生活重新回到原来的轨道,每天早上跑步买菜,下课做菜,经过球场的时候总忍不住放慢脚步。
结束了这份工作,就去当职业球员吧!
——或者以后考体校?
“喂!”
——或者考军校?其实她对部队生活很感兴趣。
“喂!”
——再不然……
“周晓安!”
好一声狮子吼,震得周晓安耳朵发麻,回过身来,看到的却是自球赛后正眼都不愿瞧她的宋呈林。
她不太确定地问了句:“找我?”
“不是我找你,是有人找你。”宋呈林的脸仍然黑得像十年没洗的锅底,冷冰冰,硬邦邦。
“哦,谁?”
“陆上夫。”
周晓安立刻想起了那双柳叶刀似的眼睛。
“青中没有去领奖杯。陆上夫说要再比一次,然后再决定谁能得到参加省赛的名额。他指名要你参加。”嗒,手里的塑料袋掉在地上,周晓安愣了三秒钟,大笑起来,“好,好,我喜欢这样的对手。”
“你……参加?”宋呈林将信将疑。
“哈哈!省赛赢了的话筹码更多吧?”
“那当然——喂,话可以说清楚,你再半途跑了的话——”
“再跑我就不姓周——哦不——你等着我!中午给你答复!”她拔腿就跑,冲到一半想起落下的袋子,捡起袋子一边跑一边拨电话,居然是关机!不,是还没开机。

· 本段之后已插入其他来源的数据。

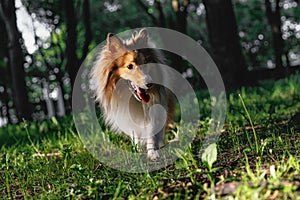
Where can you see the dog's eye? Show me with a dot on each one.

502室非常安静,周大少爷还没起床,周晓安悄悄地推开他的房门,雪白被子里露出一头黑发,白是白,黑是黑,非常的分明。她把窗帘拉开,阳光投进来,他微微皱了皱眉,但没有别的动静。阳光照在他的脸上,皮肤像是半透明。
懊怎么样把他弄醒?
(喂,掀被子吧!)
“喂,周子殷。”
(咚,这招太普通太不够震撼了吧周晓安?)
“周子殷,起床啦。”还是没反应,她替他把手机开了机,扔到他耳边,然后,拿自己的手机发他的号码,两秒钟后,手机响了起来。他把头埋进被子里,手机还在响,一只手从被子里伸出来,模到手机,往地上一扔。
喀,后板裂开来,响动停了。
“呃……”被球场与筹码刺激得头脑亢奋的周晓安猛然想到她曾经见识过的起床气,这只手机非常具有象征意义。
识时务者为俊杰,她轻手轻脚地退了出去。
周子殷仍然亘古不变地在铃声响起前的最后一秒踏进教室,周晓安又一次好奇他怎么可以把时间掐得这么准。
课上到一半,周晓安的手机忽然震动起来,是周子殷发来短信,“早上你进了我房间?”
想了想,她明智地答:“没有。”
“手机上有你的指纹。”
靠,又来这套,不要以为她还会上当,这个时候死鸭子嘴硬才是王道,“怎么可能?”
他没有再问。她偷偷瞄他的脸,他的表情非常自然,嘴角挂着习惯性的笑意,看上去比三好学生还三好学生。
背后忽然有轻轻的动静,“看,看。”
“啊,晓安殿在偷看子殷殿……”
“好浪漫……”
周晓安额头爆出一个十字筋,是的,她永远也不可能弄明白这些有钱的女生脑子里想的是什么。
下课后,她的同桌去卫生间,位置空出来,周子殷看了她一眼,拍了拍身边的座位,“坐过来。”
她坐过去。其实,周围的目光让她觉得,她还是不要坐过去得好。
“喂,周子殷,”她压低声音,“你觉不觉得她们有点怪?”
这些人的眼睛好像全变成了粉色。
周子殷像是没听见,只是淡淡道:“你早上找我有什么事,说吧。”
“啊?”
“别装了。”他笑了笑,“你这张脸,根本藏不住事。”
他是经常笑的,但是,周晓安莫名其妙地觉得,这样子的笑,才是真正的笑,眼睛里有薄薄的水光,像樱花溅着阳光。
“喂。”他低头去找下一堂课的书,“没有人告诉过你,盯着人看不礼貌?”
周晓安的脸腾地红了,干咳了两声,忽然灿烂地笑,“中午想吃什么菜?”
周子殷抬头看了她两秒钟,“直说。”
直说?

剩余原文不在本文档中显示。